No cheating by ignoring the non-parallelized parts.
Microeconomics of matrix math
Even if our numeric code is faster on the GPU, and even if it does speed up the process overall to make it "worth it" from a clock time perspective, how does that translate to cost?
Let's start with what we know for sure. GPUs are significantly more expensive per hour.
If your organization views data products on a cost-of-goods-sold basis, your increase in compute costs need to be offset by a decrease in processing time. A GPU may cost 20x more per hour but if you can process the same volume of data 20x faster, you break even. If you process things 100x faster, you save money! If you process the data only 4x faster, your cost per unit went up 5x and you're not going to be happy.
Or maybe cost per unit isn't relevant. Maybe you are happy spending a premium to get faster speeds, or to do things that are practically impossible on a CPU.
Either way, dollars need to enter the equation at this point.
We can scale the time by the cost/time of the average ec2 and get a similar chart with a new y axis.
Note that the shape doesn't really changed but the threshold of "worth it" moves up.
Answer 3: Depends on your willingness to pay for the decreased clock time. If it's speed at any cost, go for it! If you're constrained by efficiency, you need to normalize by the unit cost over time and adjust your threshold accordingly.
CUDAHell
So you've committed to writing code for the GPU, now comes the fun part - putting it into production.
At the very least, software teams will need access to GPU-capable development environments,
CI testing environments, and servers to deploy. Making that part of your process, if it's not already,
is a heavy lift for two reasons: expensive hardware and proprietary software drivers.
The market is tough for GPU hardware.
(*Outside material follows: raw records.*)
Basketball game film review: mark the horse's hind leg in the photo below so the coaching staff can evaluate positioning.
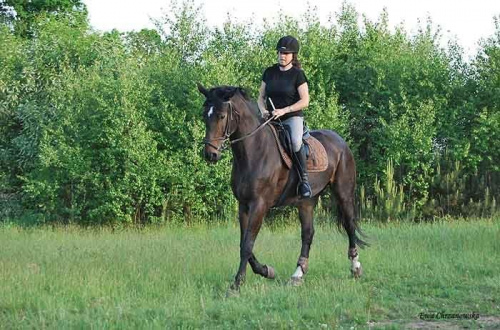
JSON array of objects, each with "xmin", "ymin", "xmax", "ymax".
[
  {"xmin": 333, "ymin": 154, "xmax": 366, "ymax": 278},
  {"xmin": 291, "ymin": 197, "xmax": 318, "ymax": 285}
]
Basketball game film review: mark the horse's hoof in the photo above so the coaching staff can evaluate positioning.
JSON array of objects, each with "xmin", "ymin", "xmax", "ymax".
[
  {"xmin": 351, "ymin": 265, "xmax": 363, "ymax": 279},
  {"xmin": 288, "ymin": 276, "xmax": 304, "ymax": 286},
  {"xmin": 266, "ymin": 266, "xmax": 276, "ymax": 280},
  {"xmin": 226, "ymin": 285, "xmax": 240, "ymax": 298}
]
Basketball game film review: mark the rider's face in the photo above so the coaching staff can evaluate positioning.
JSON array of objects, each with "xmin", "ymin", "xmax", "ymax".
[{"xmin": 278, "ymin": 52, "xmax": 293, "ymax": 65}]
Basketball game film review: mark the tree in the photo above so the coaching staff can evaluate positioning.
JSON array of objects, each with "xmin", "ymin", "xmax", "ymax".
[{"xmin": 0, "ymin": 0, "xmax": 87, "ymax": 37}]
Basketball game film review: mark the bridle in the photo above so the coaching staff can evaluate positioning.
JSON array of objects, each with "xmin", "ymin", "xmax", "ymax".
[{"xmin": 203, "ymin": 101, "xmax": 274, "ymax": 151}]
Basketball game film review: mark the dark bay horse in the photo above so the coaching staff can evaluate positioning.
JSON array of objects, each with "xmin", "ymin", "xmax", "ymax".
[{"xmin": 198, "ymin": 84, "xmax": 366, "ymax": 290}]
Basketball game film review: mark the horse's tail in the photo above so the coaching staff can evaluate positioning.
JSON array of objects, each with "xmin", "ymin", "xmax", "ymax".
[{"xmin": 331, "ymin": 145, "xmax": 369, "ymax": 248}]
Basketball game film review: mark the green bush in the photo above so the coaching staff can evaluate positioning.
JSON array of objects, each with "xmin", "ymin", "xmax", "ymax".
[{"xmin": 0, "ymin": 1, "xmax": 500, "ymax": 224}]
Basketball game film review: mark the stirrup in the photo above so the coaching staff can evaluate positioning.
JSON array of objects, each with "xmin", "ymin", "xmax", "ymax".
[{"xmin": 298, "ymin": 181, "xmax": 312, "ymax": 198}]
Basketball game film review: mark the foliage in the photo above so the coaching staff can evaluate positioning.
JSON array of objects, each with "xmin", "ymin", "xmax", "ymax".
[{"xmin": 0, "ymin": 0, "xmax": 500, "ymax": 223}]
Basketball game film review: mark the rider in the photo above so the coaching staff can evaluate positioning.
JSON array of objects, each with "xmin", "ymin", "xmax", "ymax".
[{"xmin": 258, "ymin": 36, "xmax": 312, "ymax": 198}]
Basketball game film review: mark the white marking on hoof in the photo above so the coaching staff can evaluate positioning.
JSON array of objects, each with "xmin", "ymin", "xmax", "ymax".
[
  {"xmin": 351, "ymin": 256, "xmax": 362, "ymax": 278},
  {"xmin": 292, "ymin": 266, "xmax": 304, "ymax": 278}
]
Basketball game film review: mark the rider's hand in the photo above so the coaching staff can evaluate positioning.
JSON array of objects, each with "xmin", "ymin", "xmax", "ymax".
[
  {"xmin": 273, "ymin": 108, "xmax": 288, "ymax": 119},
  {"xmin": 261, "ymin": 110, "xmax": 271, "ymax": 119}
]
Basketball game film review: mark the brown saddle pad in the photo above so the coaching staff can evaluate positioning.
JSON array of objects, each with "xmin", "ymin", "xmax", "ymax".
[{"xmin": 270, "ymin": 125, "xmax": 328, "ymax": 173}]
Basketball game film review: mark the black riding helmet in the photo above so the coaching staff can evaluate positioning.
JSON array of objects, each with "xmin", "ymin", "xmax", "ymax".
[{"xmin": 276, "ymin": 36, "xmax": 299, "ymax": 53}]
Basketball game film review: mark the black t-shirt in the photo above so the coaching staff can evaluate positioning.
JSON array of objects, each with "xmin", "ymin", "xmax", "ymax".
[{"xmin": 262, "ymin": 64, "xmax": 307, "ymax": 120}]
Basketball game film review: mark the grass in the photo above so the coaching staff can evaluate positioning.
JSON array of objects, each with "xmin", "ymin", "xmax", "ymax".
[{"xmin": 0, "ymin": 220, "xmax": 500, "ymax": 329}]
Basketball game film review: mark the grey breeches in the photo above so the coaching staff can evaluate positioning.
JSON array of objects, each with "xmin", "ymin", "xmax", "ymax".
[{"xmin": 283, "ymin": 116, "xmax": 304, "ymax": 152}]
Since it's exposed to fields like AI, gaming and cryptocurrency, demand and prices can swing wildly.
Getting adequate developer laptops is a challenge.
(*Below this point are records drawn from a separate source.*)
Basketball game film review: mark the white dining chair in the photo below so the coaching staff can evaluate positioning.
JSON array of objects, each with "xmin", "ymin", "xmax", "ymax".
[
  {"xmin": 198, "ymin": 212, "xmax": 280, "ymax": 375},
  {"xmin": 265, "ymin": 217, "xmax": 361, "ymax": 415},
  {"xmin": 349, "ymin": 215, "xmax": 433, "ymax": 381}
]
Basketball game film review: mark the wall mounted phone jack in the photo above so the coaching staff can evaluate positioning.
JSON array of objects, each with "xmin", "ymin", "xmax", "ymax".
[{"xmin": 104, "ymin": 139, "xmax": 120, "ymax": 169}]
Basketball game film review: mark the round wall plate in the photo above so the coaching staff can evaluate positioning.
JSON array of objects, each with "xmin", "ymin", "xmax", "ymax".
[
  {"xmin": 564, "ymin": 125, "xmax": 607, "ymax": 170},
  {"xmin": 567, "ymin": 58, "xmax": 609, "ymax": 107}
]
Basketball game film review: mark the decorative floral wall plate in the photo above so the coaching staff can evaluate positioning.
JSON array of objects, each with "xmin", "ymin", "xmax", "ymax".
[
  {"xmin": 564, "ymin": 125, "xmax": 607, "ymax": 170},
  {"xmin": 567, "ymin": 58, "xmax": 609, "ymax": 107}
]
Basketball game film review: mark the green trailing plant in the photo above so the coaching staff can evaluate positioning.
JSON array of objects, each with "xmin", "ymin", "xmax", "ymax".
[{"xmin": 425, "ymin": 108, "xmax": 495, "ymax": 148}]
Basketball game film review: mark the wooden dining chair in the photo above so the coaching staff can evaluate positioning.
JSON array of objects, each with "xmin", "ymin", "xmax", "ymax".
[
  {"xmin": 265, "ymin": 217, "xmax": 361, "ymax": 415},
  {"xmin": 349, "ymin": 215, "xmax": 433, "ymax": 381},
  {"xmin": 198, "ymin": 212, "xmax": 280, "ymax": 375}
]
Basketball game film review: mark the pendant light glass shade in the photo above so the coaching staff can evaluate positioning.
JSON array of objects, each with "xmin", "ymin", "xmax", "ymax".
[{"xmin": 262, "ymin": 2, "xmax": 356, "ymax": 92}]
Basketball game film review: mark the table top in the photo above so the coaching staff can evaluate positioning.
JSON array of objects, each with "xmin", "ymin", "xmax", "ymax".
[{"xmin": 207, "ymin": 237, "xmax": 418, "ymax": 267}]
Then there's the software drivers.
Proprietary GPU drivers are terrible; I don't think I need to elaborate.
Installing CUDA or OpenCL on one machine is a challenge.
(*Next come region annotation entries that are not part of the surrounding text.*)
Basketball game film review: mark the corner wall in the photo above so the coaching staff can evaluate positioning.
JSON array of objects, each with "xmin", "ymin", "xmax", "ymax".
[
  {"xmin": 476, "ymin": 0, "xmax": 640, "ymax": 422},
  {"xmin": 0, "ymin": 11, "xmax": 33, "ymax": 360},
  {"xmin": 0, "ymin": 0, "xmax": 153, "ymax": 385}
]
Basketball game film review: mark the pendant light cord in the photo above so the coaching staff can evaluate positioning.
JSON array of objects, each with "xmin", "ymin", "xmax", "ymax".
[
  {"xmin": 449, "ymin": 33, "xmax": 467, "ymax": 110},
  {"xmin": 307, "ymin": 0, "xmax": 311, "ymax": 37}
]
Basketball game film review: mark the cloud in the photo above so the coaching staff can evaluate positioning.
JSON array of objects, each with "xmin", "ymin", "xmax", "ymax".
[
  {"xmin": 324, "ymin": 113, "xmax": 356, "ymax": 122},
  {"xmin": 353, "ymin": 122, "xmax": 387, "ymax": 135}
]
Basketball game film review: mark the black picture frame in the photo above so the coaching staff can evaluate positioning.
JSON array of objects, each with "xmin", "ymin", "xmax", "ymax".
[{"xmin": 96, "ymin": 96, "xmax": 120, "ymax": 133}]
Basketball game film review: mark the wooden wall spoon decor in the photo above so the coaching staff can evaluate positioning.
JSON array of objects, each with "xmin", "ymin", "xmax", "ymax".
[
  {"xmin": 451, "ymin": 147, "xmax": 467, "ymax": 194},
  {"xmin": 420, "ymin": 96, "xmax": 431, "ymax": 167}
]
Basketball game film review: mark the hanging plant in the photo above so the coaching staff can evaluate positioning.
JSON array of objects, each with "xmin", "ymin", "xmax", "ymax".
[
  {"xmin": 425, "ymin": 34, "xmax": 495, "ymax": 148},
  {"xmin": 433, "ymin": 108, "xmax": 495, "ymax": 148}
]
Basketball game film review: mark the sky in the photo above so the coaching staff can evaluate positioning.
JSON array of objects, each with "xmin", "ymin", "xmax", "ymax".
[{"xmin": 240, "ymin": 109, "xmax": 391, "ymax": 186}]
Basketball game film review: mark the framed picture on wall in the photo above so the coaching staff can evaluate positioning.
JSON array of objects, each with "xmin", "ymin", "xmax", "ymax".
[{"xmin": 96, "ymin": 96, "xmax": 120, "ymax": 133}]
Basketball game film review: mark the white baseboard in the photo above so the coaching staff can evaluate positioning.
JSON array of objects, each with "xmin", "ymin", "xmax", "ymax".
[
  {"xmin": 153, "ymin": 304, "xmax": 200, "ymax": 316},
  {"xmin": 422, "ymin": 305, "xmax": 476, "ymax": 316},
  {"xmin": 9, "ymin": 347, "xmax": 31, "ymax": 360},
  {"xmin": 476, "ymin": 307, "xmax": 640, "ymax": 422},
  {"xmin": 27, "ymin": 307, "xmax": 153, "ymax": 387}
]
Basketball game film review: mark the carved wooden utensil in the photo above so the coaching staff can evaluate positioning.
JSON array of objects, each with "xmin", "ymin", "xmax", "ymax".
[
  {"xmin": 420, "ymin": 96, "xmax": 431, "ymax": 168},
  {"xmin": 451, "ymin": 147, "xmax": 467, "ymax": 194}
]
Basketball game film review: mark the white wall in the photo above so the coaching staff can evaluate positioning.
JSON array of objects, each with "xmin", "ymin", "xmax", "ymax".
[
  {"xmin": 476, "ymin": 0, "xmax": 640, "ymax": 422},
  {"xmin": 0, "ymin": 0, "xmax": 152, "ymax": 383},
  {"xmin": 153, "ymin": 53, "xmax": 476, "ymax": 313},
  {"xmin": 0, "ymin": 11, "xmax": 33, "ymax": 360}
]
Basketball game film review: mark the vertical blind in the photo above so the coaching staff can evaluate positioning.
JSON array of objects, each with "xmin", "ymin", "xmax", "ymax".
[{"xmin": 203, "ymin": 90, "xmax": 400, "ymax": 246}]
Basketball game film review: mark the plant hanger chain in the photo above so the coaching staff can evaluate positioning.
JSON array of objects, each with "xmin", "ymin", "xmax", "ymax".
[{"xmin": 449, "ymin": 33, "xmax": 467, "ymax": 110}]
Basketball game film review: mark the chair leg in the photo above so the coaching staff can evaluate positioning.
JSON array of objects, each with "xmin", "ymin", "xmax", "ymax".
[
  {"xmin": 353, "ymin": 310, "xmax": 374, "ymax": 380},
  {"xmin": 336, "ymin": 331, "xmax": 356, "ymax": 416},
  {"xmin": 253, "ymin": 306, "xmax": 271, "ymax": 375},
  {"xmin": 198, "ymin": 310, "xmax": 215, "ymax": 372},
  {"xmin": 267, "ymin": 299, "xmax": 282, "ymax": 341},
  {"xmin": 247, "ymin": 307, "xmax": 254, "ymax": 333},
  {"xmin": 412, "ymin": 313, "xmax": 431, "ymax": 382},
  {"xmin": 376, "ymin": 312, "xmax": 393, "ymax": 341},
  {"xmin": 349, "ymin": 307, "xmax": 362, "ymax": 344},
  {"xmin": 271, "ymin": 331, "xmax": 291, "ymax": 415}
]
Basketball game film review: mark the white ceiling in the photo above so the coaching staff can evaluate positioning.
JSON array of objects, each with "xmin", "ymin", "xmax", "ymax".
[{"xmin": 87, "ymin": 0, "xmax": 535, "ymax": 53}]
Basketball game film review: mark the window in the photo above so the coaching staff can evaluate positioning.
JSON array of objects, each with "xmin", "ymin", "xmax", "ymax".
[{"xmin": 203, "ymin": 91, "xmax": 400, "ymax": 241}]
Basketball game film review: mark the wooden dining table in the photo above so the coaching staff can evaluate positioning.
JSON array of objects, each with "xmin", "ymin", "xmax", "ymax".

Installing it consistently on a fleet of developer and production machines can be a full time job.
The operational challenges of adding GPUs are significant. Those with unlimited AWS budgets and devops departments that take care of provisioning for you may not think of it as a big deal. But that's missing the point - proposing to add GPUs to your software stack is fundamentally an economic proposition, even if someone else is paying. Adding a GPU means adding complexity and costs and that needs to be justified.
Answer 4: Run through the full software dev-test-release process in a staging environment to make sure you can live with the additional operational challenges. Incorporate those as costs, again bumping up your threshold.
Review
I've outlined a rough methodology to justify using a GPU (or not) in your work.
-
Write code that works on both GPU + CPU. I realize this is easier said than done!
-
Run both on the domain of input sizes.
-
Find the performance threshold that makes it worth it for your process.
-
Find your economic threshold.
-
Adjust your developer experience, testing and release process.
We can't just assume a GPU will be a silver bullet.
All 5 of the above require a commitment of resources from your organization,
with the realization that you may need to bail out if it does not pay off.
GPUs are risky, but the potential upsides are too compelling to ignore.